Vivendo dessa forma, o país que se enreda nesse problema, começa a gerar um mito, a saber: há um truque na educação e, embora tenhamos muitos livros sobre o assunto, esse truque permanece a sete chaves, preso no exterior. E o mito se desdobra: há países que sabem resolver problemas em educação. Mas eles não nos contam. Eles deram solução para seus problemas. Mas, não nos contam – que malvados! Temos de continuar a produzir pedagogias. Exportamos pedagogias até para eles. Mas, aqui, olhamos experiências isoladas, exatamente para mostrar que, em alguns lugares, há quem acerte. No entanto, esses que acertam são mostrados como heróis da abnegação. E como não há heróis da abnegação em todas as escolas, então, continuamos fracassando.
Surge daí a idéia de que o exterior não venceu por ter feito o professor ganhar mais e feito as escolas serem bem construídas e terem bom funcionamento. O exterior venceu por causa da abnegação de seus professores. O coreano deu aulas em baixo de chuva. O professor japonês é respeitadíssimo. A professora de um país pequeno da Europa é uma santa e assim por diante. O problema pedagógico, por mais complicado que possa ser mostrado nos programas de pós-graduação, é então dito como sem solução. Não é solucionável? A resposta é única: seria, se não fôssemos brasileiros. Se formos brasileiros, não adianta. Como brasileiros, não somos sérios. Os outros venceram com sacrifício e nós não estamos vencendo porque o nosso professor não se sacrifica e porque todos aqui são moles, nossos políticos são corruptos, a “educação não é prioridade” – há jargões para todo o tipo de gente. Por fim, vem o supra-sumo da ideologia, que aparece no discurso governamental e social: “salário não é tudo”. Ao pagarmos mais, é necessário mais cobrança – dizem todos. Eis então que vem a cobrança, sendo que o “pagar mais” não vem. “Ele virá, está no congresso a proposta X ou Y, aguardem!” Aguardem pisos, fundefs e outros animais.
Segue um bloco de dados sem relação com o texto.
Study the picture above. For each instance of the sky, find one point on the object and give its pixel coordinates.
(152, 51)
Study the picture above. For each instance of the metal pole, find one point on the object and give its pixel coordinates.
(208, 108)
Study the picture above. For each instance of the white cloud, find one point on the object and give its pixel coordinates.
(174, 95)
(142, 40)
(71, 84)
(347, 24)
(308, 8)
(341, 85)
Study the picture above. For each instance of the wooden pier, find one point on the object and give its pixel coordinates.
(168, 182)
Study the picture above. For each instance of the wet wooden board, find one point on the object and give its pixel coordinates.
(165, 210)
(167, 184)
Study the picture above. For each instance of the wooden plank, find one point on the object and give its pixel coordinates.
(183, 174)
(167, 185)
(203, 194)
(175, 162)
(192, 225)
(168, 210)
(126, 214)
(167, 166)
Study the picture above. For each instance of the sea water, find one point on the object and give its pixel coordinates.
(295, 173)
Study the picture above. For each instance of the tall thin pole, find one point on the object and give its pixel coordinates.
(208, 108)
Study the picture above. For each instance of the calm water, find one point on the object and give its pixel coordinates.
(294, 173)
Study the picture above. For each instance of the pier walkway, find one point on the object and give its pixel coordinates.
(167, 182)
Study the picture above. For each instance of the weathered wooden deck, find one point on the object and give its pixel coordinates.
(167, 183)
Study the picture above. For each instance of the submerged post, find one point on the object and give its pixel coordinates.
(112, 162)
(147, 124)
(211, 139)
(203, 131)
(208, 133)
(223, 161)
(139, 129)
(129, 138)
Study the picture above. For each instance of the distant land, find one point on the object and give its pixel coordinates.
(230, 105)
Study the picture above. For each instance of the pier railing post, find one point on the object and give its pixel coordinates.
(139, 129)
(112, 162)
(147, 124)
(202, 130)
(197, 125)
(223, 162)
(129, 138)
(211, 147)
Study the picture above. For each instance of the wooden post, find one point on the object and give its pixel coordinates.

Salário seria o combustível de Eros para que algo simples como o “ensine-me a fazer isso” e “sim, eu ensino” pudesse estar entre nós. Mas o simples não está entre nós. Não estará. Tudo é muito complicado em educação e, ainda por cima, não dá para fazer o que deve ser feito sendo brasileiro. É assim que devemos pensar e é assim que a TV, as revistas e, até mesmo o governo, diz que é a verdade da educação.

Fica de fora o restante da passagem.